物凄い量の手汗でスマホを握りしめたまま、緑谷は緊張気味に返事を待った。たかが通話一本でこんなビクビクすることがあるだろうか?

『そう?それじゃ、指定された場所で会おっか』
「うん…でもいいの?せっかく休みなのに」
『いいの、休日の早起きもたまに良いかなって』

ヒーロー科の私生活とかちょっと気になってたし、と付け加えて言う彼女に緑谷が愛想笑う。
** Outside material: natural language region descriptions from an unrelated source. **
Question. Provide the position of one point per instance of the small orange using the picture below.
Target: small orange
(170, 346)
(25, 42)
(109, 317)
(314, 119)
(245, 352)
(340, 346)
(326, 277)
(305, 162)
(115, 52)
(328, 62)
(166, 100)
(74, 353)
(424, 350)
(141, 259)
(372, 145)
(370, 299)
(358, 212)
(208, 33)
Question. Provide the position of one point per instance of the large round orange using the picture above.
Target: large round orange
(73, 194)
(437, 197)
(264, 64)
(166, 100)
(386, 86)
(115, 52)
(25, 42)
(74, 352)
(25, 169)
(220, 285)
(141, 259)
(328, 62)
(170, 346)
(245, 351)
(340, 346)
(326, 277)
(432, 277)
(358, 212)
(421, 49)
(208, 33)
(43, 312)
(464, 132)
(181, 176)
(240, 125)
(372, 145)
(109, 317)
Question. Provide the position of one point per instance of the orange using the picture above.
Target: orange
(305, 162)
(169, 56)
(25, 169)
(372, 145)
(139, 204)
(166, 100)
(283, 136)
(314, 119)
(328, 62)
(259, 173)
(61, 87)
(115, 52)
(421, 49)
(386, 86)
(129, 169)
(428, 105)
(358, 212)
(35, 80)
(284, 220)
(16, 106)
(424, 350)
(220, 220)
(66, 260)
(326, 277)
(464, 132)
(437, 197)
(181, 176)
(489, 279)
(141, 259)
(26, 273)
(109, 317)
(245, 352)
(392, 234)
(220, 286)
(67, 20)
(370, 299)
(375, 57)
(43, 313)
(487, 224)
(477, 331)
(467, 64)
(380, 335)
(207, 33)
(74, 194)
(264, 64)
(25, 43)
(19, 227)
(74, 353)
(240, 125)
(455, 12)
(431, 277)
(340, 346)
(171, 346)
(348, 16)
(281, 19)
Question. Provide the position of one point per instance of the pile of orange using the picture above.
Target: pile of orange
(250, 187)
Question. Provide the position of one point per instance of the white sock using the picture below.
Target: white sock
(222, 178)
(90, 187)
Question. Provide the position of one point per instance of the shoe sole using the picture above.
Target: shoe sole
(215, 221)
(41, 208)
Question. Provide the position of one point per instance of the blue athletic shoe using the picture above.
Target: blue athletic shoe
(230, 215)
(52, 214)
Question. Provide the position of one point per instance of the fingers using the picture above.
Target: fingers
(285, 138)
「観てても面白くないよ?普通に身体動かすだけだから」
『それでもいい。正直なところ、出久くんの朝練が見たいと言うよりは、その……』

やっと気持ちが落ち着いたところで、二人の間に僅かな沈黙が漂う。気になって緑谷は彼女の名を呼ぼうとした刹那、秘多の声が耳元で囁く。

『……君に会いたいな、なんて』
「へ?」

えっ……?え?
一瞬にしてフルフルと緑谷の身体が硬直し、顔全体に熱が集った。なんて返事して良いのか分からず、結局途切れ途切れの母音だけが漏れ出す。

『ふふ……おやすみ、出久くん』
「オ、オヤスミナサイ……」

通話はそこで終わり、後に麗日や芦戸に冷やかされたり、問い詰められるハメになったのはまた別のお話。





…ーー

『お待たせ、出久くん。今日も頑張ろうね』
「ありがとう、こんな朝早く来てくれて」

そんなに経ってない筈なのに、なんだか久しぶりように感じる。こんなまだ日がさほど出ていない時間に待ち合わせとはまた変わった再会だ。それと秘多の制服姿しか見た事なかったからか、私服が新鮮過ぎて心が妙に弾む。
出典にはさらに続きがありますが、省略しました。